I hope you attend a good church wherever you find yourself. We oftentimes think the Pastor of our church is the head. But as i was reminded many times when I was a Pastor, I am simply an under shepherd – like your Pastor – and Christ is the true Head of the Church. He is the One in charge, He is the One to whom we owe our loyalty. We serve Him, not our earthly Pastor. We live for Him, not our earthly Pastor. Sure we are to respect and obey those placed in authority and responsibility over us. But we must never forget that they are under Christ. They are not a law unto themselves. If you ever run into someone who thinks he’s has absolute authority over you and is correct in all things, run – don’t walk – away from him. Only Christ has all authority over you. Don’t ever let a mere man take the place that Christ rightfully holds.

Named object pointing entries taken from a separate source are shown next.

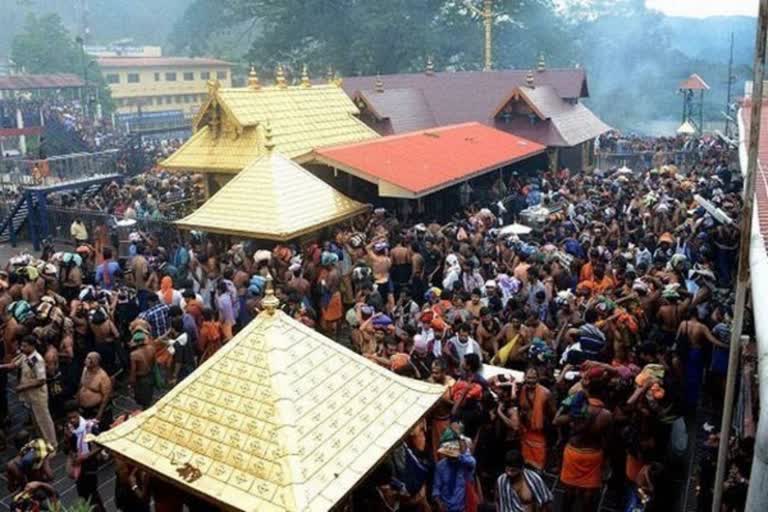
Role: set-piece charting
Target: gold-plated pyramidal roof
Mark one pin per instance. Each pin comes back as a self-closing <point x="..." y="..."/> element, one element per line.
<point x="280" y="419"/>
<point x="273" y="198"/>
<point x="303" y="118"/>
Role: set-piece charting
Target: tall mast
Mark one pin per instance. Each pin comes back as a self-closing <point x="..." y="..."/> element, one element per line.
<point x="487" y="15"/>
<point x="488" y="23"/>
<point x="730" y="89"/>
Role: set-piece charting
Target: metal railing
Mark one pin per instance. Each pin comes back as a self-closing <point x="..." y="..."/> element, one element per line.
<point x="18" y="172"/>
<point x="60" y="220"/>
<point x="642" y="160"/>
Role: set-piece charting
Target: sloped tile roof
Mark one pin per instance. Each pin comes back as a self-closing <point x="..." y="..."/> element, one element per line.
<point x="51" y="81"/>
<point x="423" y="162"/>
<point x="143" y="62"/>
<point x="302" y="118"/>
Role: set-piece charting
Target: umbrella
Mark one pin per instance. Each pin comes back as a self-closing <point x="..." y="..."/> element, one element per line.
<point x="686" y="129"/>
<point x="515" y="229"/>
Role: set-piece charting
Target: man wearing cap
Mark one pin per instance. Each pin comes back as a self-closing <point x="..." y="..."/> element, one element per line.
<point x="32" y="388"/>
<point x="453" y="476"/>
<point x="142" y="360"/>
<point x="105" y="272"/>
<point x="79" y="232"/>
<point x="520" y="489"/>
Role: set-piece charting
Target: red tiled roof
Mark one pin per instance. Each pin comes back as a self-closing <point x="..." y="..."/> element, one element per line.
<point x="571" y="123"/>
<point x="761" y="182"/>
<point x="419" y="101"/>
<point x="424" y="162"/>
<point x="695" y="83"/>
<point x="133" y="62"/>
<point x="51" y="81"/>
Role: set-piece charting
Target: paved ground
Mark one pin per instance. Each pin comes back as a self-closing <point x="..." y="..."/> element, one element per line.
<point x="611" y="502"/>
<point x="19" y="417"/>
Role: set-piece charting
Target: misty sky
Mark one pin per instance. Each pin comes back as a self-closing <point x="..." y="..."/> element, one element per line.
<point x="704" y="8"/>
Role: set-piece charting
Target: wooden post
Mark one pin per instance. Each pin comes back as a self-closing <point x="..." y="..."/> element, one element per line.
<point x="742" y="283"/>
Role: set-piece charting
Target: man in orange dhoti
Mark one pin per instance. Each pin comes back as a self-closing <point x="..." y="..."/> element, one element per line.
<point x="536" y="412"/>
<point x="589" y="421"/>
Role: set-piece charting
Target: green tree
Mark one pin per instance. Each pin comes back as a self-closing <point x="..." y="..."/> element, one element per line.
<point x="45" y="46"/>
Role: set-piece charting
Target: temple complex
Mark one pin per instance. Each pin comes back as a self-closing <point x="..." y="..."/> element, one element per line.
<point x="543" y="105"/>
<point x="280" y="419"/>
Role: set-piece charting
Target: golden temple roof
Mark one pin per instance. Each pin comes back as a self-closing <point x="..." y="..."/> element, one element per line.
<point x="227" y="135"/>
<point x="280" y="419"/>
<point x="272" y="198"/>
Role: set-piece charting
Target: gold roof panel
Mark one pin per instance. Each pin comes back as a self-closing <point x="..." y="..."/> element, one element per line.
<point x="302" y="119"/>
<point x="272" y="198"/>
<point x="205" y="151"/>
<point x="280" y="419"/>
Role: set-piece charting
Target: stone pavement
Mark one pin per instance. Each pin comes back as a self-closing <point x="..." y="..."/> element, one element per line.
<point x="62" y="483"/>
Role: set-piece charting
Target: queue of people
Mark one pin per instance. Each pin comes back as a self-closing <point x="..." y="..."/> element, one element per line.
<point x="615" y="311"/>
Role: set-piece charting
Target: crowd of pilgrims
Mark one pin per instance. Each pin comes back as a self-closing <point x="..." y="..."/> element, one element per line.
<point x="615" y="311"/>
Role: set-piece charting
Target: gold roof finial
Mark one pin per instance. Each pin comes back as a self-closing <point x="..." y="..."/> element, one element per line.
<point x="280" y="77"/>
<point x="213" y="86"/>
<point x="305" y="77"/>
<point x="529" y="80"/>
<point x="270" y="302"/>
<point x="253" y="79"/>
<point x="269" y="144"/>
<point x="430" y="66"/>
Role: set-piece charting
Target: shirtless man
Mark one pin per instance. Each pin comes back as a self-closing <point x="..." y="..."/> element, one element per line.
<point x="31" y="292"/>
<point x="95" y="391"/>
<point x="521" y="488"/>
<point x="381" y="264"/>
<point x="670" y="314"/>
<point x="583" y="457"/>
<point x="140" y="378"/>
<point x="692" y="337"/>
<point x="402" y="265"/>
<point x="105" y="335"/>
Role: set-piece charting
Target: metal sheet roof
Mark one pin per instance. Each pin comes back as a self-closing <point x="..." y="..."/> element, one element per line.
<point x="423" y="162"/>
<point x="281" y="419"/>
<point x="51" y="81"/>
<point x="420" y="101"/>
<point x="272" y="198"/>
<point x="302" y="119"/>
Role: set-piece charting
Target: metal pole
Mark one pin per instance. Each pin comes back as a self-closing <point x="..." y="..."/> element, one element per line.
<point x="742" y="282"/>
<point x="488" y="23"/>
<point x="730" y="89"/>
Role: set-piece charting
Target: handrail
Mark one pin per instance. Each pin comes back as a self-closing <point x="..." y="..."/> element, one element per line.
<point x="757" y="496"/>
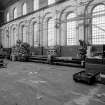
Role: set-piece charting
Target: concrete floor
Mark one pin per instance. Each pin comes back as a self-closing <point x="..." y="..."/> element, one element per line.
<point x="42" y="84"/>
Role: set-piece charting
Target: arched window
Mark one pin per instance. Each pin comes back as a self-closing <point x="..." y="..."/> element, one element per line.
<point x="71" y="29"/>
<point x="24" y="34"/>
<point x="24" y="9"/>
<point x="15" y="36"/>
<point x="8" y="17"/>
<point x="51" y="2"/>
<point x="15" y="13"/>
<point x="35" y="27"/>
<point x="36" y="4"/>
<point x="51" y="38"/>
<point x="98" y="25"/>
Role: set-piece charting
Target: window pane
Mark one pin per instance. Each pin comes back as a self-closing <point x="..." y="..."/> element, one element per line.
<point x="71" y="30"/>
<point x="8" y="17"/>
<point x="24" y="34"/>
<point x="98" y="25"/>
<point x="51" y="32"/>
<point x="35" y="34"/>
<point x="36" y="4"/>
<point x="15" y="13"/>
<point x="51" y="2"/>
<point x="24" y="9"/>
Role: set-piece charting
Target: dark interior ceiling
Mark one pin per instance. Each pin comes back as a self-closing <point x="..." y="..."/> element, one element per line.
<point x="6" y="3"/>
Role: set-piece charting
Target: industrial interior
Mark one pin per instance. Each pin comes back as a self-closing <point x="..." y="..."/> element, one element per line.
<point x="52" y="52"/>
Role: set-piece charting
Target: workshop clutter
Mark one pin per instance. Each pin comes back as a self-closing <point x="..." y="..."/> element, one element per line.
<point x="89" y="77"/>
<point x="20" y="52"/>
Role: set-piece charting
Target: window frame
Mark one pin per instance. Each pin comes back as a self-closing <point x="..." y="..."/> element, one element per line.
<point x="15" y="15"/>
<point x="35" y="5"/>
<point x="92" y="23"/>
<point x="8" y="17"/>
<point x="24" y="8"/>
<point x="72" y="19"/>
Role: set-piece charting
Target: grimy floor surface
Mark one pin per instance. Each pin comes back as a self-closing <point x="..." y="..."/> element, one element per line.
<point x="41" y="84"/>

Putting Everything Together

We have a Savior who isn’t a part of our creation. He existed before anything else came into being. In fact He is the cause that anything came into being. And far from the god of the deist, Jesus is involved in His creation. He did not just her it started and let it go. He continues to hold it all together. And all certainly includes the Church. He is our head, he bought the Church and He owns it. He is and always will be our Chief Shepherd. Regardless of what happens in our respective countries, He is the One to whom we owe loyalty.

We have learned much about Jesus Christ in our short survey of Colossians 1. Our survey, though, has only scratched the surface of what is contained in this passage. I sincerely hope that you are spurred on to look deeper into this passage. and deeper into Scripture as a whole.Lets take some time this next week and practice these things we have learned.

And lets be thankful and joyful that He has not and will not abandon us to chance. To God be all glory, power and honor. Amen.